Build or burn?

Are your prices negotiable?

Are your prices negotiable?’

‘That depends on what you’ve got to negotiate with?

This exchange was relayed to me by a negotiation skills trainer at the end of a day’s training.  He was describing a phone call he’d taken from what I’ve always thought must have been a brave HR manager on the other line.  I remember this course fondly, and not just for the memorable moment I was caught on camera pointing my finger at a colleague while saying, in an angry voice, ‘Don’t point your finger at me!’

Like all training courses, I learned as much about myself as I did the subject I was being trained in.  This was a course run for the managers of a large company.  We were all in our twenties and thirties and ultra-competitive.  It couldn’t have been set up any better to demonstrate the main point the trainers wanted to make.  In each training exercise, all we wanted was to beat each other.  Each scenario played out in much the same way – a classic win-lose scenario.  The point the trainer repeatedly wanted to illustrate was that, in business, where continuing relationships are important, a win-win negotiation strategy will always give you better outcomes.  Any fool attempting to test this theory in our group was quickly met with disrespect and aggression, thereby helping the trainer demonstrate the downside of our macho approach yet again.  It was great fun.
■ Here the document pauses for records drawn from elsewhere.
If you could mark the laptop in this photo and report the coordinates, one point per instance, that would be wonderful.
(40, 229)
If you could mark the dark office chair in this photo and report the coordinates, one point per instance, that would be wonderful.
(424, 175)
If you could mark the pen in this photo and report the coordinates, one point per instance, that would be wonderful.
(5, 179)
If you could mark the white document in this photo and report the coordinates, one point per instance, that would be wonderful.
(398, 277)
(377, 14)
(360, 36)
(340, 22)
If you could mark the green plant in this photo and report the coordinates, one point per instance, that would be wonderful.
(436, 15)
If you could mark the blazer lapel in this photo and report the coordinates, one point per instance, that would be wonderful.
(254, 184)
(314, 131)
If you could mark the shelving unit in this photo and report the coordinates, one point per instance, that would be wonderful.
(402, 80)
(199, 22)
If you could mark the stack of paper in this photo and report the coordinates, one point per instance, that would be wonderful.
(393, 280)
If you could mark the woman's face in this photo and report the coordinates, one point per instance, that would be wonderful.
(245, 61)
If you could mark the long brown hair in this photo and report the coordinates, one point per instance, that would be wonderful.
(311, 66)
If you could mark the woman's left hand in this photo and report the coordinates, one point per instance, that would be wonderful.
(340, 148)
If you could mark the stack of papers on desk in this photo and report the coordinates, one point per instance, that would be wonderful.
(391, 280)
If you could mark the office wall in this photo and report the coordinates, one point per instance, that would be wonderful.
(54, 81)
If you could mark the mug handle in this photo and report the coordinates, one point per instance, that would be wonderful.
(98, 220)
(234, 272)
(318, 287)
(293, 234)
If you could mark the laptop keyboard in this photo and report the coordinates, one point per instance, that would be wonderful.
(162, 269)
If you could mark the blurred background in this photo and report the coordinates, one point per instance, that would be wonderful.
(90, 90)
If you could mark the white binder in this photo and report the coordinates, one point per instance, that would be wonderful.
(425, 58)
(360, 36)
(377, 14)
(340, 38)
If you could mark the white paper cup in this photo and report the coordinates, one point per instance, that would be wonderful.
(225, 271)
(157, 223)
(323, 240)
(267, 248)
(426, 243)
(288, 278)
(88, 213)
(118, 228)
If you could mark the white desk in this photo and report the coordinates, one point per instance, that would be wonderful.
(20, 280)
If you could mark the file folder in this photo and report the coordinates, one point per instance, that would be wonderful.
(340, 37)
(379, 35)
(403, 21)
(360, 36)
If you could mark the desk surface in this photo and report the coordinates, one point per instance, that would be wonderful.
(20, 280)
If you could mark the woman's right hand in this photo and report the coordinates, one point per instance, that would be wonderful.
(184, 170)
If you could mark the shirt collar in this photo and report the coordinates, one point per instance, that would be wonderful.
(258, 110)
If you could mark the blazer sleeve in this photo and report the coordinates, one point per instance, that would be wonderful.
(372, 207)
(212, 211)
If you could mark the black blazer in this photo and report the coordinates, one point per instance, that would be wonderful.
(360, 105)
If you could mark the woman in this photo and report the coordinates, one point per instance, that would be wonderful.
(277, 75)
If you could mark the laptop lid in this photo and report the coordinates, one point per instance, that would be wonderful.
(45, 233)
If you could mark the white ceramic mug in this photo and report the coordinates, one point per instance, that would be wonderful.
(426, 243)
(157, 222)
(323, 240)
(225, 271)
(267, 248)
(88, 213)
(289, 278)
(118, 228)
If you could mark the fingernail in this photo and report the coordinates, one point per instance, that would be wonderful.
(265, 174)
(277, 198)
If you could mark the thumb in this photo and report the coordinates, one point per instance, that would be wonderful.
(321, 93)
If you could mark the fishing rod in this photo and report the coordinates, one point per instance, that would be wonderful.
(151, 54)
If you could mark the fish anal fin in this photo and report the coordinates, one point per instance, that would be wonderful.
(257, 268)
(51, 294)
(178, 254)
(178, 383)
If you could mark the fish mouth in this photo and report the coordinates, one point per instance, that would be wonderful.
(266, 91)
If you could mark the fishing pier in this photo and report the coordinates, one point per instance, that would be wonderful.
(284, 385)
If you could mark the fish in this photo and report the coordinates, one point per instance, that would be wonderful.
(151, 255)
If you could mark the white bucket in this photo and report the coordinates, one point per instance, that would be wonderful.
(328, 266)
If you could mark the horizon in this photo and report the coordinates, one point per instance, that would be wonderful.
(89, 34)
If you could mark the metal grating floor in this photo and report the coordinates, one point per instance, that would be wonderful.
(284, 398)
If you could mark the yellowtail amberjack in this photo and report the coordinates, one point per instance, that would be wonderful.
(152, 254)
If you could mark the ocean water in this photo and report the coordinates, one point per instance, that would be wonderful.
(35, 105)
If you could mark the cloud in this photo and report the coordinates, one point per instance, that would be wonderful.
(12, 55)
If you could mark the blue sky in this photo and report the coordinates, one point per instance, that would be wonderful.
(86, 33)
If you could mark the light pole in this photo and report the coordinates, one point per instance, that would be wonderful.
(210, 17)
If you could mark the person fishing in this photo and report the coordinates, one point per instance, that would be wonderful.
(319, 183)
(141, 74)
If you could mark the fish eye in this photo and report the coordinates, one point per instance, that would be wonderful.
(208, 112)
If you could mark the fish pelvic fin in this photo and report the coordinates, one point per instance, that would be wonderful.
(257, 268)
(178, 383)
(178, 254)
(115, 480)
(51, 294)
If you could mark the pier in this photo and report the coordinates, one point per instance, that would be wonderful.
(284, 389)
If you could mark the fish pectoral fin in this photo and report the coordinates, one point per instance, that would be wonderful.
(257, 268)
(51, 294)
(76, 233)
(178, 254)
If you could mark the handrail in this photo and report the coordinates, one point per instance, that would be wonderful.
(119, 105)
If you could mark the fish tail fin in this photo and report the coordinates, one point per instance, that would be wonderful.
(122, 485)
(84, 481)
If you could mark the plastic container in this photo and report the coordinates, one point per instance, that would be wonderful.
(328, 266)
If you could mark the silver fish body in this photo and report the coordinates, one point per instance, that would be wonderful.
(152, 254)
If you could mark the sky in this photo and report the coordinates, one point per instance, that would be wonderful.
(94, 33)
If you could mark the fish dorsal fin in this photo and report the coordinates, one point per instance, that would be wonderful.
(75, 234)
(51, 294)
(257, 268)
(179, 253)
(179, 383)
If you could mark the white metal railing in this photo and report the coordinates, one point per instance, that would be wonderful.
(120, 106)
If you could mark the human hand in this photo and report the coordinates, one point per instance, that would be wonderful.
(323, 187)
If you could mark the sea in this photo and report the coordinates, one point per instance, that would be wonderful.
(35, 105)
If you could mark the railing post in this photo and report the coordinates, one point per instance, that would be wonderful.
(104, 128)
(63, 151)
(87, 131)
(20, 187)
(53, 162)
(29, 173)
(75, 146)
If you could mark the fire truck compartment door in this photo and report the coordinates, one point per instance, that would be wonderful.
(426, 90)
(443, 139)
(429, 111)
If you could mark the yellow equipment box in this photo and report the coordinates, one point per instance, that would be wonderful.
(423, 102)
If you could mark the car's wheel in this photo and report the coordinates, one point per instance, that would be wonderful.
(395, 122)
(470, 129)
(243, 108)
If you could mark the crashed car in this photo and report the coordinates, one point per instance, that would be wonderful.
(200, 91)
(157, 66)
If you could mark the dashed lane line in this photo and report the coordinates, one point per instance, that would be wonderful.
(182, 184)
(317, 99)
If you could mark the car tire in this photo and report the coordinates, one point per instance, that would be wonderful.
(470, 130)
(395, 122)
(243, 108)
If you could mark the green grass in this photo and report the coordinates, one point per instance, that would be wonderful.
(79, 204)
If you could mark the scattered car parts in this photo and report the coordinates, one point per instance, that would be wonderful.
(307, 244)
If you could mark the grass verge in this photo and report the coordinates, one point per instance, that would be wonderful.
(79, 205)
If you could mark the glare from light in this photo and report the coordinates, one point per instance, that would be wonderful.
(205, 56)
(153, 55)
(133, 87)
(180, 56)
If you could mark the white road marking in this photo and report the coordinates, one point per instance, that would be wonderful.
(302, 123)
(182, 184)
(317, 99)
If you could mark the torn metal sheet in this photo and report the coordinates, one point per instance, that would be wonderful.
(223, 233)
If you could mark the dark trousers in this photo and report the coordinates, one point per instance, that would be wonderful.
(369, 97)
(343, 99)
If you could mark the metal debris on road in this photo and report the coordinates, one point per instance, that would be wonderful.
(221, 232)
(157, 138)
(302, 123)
Most people’s experience of negotiation is in scenarios such as getting some compensation after there has been some sort of slip-up, or when buying a big ticket item such as a car or a house.  I have observed that people who are successful in this technique, have a calm but assured / knowledgeable tone in their voice. They seem to describe the problem and the solution in the same sentence, and with confidence, making it ‘easy’ for the other side to give them what they want. Where I’ve seen it fail is with people who get angry or were ‘trying it on’ in the first place.

Business negotiation is different.  In a rare case in which I entered a win-lose negotiation, I emerged with what I wanted: a large deduction from a major contract.  It was regarded by my side as a ‘win’ but it came at a significant cost.  The person responsible at board level for this contract on the other side was someone I had a lot of respect for, liked, and wanted to work with again.  During the course of a negotiation with his boss, the CEO of a global business, it became clear this person had taken a reputational ‘hit’ in his company as a result of the difficulties experienced in this contract.  The work was subsequently completed satisfactorily, everyone went home with their reputations in tact, but my relationship with this person was damaged.  It happened three years ago. I may wish to work with him again so the jury is out as to whether the outcome of this negotiation was a success for me, personally.

Anyway, by the time you’re at the cut and thrust of facing off across a table, most of the opportunity for negotiation has already passed.  At that stage, the sharpest tool you have available to you is your personality.  Success in business negotiation is normally determined before you enter the room, when you have a broader range of tools to deploy.    Whatever the subject under negotiation, you need to have done your homework.  Specifically, researching the other side. You need to know what’s important to them and what’s not.  If your research has all been focused on your side of the argument, you’re negotiating with one hand behind your back.  As the quote at the top suggests, you need to know what you have to negotiate with.  If the negotiation is with a supplier, there’s a basic rule which is ignored in a surprisingly large number of cases.  Make sure you tender the work properly, with all bidders knowing they are in competition.  If you’ve ever prepared a tender, you’ll know that suppliers sharpen their pencil much more when in competition.  Some people balk at tendering, believing it will slow things down.  That’s not the case.  Even in a complex tender, it can take just a week to prepare the tender documents and, say, three weeks to brief the suppliers, receive back their bids and hold selection interviews.  If you are well organised, it need not take long, and the benefits, in terms of value for money, are well worth the time it takes.

When in the middle of the cut and thrust however, there’s one golden rule: keep the negotiation moving, never let it lapse.  Don’t go away ‘and think about it’.  Never leave the table with no proposal on it.  For every proposal made by the other side that you don’t like, make a counter-proposal as quickly as possible. During the end-game, you must never allow the negotiation to stop unless you are certain – certain – there is no common ground.  It almost always takes several rounds of proposal, counter-proposal before it becomes clear there is no common ground.  Only then should you take it or leave it.

If you are British, you come to each negotiation with a cultural handicap: directness makes you uncomfortable.  I sometimes think we underperform in negotiations because it seems impolite.  Everyone else in the world says ‘I want'; we say ‘Can I have.’  This roundabout language we use is no help in a negotiation.